Voter registration for Tuesday's election "shatters" records in San Luis Obispo County
Regardless of which candidates and ballot measures voters choose this November, San Luis Obispo County Clerk-Recorder Tommy Gong said this year’s general election is remarkable. San Luis Obispo County has seen a surge in the number of registered voters.
“We shattered our voter count record,” Gong said. “And we sent out 130,000 vote-by-mail ballots—10,000 more vote-by-mail ballots than 2016’s presidential election.”
In terms of voter registration, Gong said, it feels a bit more like a presidential election year than a midterm cycle.
“It’s certainly an elevated election compared to other governor elections,” Gong said.
And party preferences in San Luis Obispo County have shifted a bit in past years, too.
According to California’s most recent voter registration records, San Luis Obispo County is home to nearly equal numbers of registered Democrats and registered Republicans.
This year, about 34 percent of voters are registered Democrats, and 36 percent of voters are registered Republican. In 2016, San Luis Obispo’s voters split 35 percent Democrat, 38 percent Republican.
Many of the remaining voters—roughly a quarter of all voters—have no party preference listed.
Across California, three-quarters of eligible adults are registered to vote. That’s a slight increase from 2016, too.
And San Luis Obispo county beats the statewide average, with about 80 percent of eligible voters registered.
To translate all those registrations into cast ballots, Gong has a few tips. For registered voters who can’t get to the polls, it’s not too late to get a mail-in ballot, he said.

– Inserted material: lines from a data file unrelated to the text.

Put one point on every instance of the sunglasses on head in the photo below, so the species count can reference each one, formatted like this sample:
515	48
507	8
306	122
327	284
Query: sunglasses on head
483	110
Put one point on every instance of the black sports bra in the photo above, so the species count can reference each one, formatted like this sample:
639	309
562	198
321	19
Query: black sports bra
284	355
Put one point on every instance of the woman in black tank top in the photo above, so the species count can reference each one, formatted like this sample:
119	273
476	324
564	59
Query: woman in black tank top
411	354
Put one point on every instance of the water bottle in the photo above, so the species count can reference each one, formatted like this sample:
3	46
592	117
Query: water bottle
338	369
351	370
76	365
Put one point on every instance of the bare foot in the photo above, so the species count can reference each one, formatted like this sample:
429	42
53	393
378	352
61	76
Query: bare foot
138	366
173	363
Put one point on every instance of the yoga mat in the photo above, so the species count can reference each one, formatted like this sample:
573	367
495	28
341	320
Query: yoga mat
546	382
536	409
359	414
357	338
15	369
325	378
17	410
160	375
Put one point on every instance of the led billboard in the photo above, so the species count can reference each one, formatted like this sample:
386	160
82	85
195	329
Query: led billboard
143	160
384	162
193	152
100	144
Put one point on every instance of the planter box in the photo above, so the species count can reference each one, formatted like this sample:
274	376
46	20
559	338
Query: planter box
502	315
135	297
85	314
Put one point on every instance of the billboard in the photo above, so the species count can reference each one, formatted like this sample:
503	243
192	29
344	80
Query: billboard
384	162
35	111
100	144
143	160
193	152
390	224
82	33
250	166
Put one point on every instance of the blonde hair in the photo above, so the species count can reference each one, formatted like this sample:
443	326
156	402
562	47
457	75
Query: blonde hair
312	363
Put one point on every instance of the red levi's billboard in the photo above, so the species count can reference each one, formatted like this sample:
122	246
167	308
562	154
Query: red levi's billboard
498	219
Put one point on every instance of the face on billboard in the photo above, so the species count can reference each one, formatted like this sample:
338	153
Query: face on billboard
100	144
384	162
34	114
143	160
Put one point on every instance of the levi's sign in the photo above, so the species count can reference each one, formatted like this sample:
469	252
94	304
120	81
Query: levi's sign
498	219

Voters can request a ballot over the counter at the County Clerk-Recorder’s office at 1055 Monterey Street in San Luis Obispo. Then, voters casting ballots by mail need to be sure to sign and send their ballots in by November 6.

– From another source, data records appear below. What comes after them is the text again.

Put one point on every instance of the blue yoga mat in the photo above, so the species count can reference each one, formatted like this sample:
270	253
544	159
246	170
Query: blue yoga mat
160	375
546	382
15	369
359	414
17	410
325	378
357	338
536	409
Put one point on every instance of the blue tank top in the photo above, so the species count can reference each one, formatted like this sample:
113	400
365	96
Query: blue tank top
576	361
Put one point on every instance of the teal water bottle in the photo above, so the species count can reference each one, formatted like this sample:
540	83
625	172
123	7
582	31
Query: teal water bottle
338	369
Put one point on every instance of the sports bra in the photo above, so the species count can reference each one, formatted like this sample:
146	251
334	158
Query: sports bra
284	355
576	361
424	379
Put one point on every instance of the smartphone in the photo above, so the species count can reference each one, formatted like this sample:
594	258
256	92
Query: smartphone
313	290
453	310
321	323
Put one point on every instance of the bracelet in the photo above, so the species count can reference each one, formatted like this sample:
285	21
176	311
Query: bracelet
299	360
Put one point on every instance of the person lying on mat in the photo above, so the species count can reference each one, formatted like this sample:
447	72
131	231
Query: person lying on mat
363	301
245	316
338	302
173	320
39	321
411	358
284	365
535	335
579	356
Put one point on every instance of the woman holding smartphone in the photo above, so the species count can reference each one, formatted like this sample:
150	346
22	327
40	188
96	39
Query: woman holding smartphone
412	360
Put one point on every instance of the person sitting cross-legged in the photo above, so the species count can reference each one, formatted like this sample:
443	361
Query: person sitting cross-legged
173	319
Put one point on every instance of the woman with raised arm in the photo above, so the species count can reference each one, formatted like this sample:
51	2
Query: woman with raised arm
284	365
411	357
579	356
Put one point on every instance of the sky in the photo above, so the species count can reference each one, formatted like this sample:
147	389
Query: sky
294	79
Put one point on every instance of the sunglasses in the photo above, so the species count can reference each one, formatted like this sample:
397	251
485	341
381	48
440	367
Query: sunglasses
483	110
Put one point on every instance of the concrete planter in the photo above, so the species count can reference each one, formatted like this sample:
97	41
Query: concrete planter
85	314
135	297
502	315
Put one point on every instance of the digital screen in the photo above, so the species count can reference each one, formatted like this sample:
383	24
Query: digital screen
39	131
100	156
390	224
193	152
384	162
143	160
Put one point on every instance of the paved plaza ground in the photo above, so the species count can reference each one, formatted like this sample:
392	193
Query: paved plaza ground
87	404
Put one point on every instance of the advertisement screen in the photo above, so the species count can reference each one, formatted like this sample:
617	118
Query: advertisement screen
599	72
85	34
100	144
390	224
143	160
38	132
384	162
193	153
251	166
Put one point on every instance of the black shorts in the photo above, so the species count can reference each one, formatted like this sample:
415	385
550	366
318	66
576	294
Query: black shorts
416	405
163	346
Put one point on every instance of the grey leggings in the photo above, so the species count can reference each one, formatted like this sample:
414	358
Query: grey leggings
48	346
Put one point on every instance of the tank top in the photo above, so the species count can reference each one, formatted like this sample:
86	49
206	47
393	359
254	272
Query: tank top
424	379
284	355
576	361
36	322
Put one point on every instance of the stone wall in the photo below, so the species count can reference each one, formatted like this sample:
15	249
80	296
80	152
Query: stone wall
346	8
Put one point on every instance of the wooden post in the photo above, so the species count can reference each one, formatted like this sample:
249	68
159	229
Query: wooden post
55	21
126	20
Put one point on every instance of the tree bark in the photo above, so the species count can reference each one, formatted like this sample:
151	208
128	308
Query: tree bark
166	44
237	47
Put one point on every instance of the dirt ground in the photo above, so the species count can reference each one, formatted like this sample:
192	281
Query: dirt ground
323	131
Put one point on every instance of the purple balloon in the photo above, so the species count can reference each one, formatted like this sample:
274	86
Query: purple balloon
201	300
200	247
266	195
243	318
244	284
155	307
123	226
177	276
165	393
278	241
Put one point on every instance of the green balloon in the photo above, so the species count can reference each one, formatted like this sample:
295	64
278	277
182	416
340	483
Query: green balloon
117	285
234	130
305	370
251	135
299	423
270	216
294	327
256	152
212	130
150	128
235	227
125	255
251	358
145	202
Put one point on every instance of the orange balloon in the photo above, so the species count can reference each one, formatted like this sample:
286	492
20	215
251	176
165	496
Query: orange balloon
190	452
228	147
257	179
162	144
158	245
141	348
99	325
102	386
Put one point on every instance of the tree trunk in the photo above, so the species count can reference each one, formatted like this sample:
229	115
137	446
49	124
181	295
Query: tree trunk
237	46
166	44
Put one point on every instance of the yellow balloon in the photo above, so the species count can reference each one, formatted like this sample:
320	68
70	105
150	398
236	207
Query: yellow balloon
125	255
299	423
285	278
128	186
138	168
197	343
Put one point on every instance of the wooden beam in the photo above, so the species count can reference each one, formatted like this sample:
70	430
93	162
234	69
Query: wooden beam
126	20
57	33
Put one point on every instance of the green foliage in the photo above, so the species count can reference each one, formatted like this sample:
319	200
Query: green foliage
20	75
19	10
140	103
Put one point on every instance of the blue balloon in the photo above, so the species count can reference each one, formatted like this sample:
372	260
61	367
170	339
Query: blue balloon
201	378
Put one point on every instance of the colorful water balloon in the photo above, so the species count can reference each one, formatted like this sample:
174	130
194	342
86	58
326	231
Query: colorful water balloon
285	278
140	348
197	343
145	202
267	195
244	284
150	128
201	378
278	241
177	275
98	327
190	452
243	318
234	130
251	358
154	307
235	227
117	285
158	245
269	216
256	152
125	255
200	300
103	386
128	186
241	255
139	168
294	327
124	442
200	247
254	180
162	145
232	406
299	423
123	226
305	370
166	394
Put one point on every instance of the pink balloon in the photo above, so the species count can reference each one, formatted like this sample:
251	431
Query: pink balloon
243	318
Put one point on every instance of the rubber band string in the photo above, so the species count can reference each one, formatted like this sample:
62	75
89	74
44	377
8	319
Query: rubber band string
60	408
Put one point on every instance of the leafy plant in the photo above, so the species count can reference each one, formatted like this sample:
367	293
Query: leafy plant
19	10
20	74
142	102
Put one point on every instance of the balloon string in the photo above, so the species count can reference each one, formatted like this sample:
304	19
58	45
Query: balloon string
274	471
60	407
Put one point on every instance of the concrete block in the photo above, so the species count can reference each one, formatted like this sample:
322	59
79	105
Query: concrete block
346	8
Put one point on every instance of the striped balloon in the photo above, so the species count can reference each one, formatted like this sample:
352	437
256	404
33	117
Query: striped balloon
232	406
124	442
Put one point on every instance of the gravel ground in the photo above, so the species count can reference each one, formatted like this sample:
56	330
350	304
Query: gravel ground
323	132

For anyone mailing a ballot in on November 6, Gong said voters should bring their ballots into a post office rather than dropping it at a mailbox.
“We highly recommend that voters take their ballots to the counter to request a circle date stamp, so that it shows November 6 on the date of the stamp,” Gong said.
For voters headed to the polls, Gong said, peak voting times will require more patience—early morning, lunchtime, and just after 5 pm. It’s best to arrive prepared, he said, with a sample ballot of your choices filled out.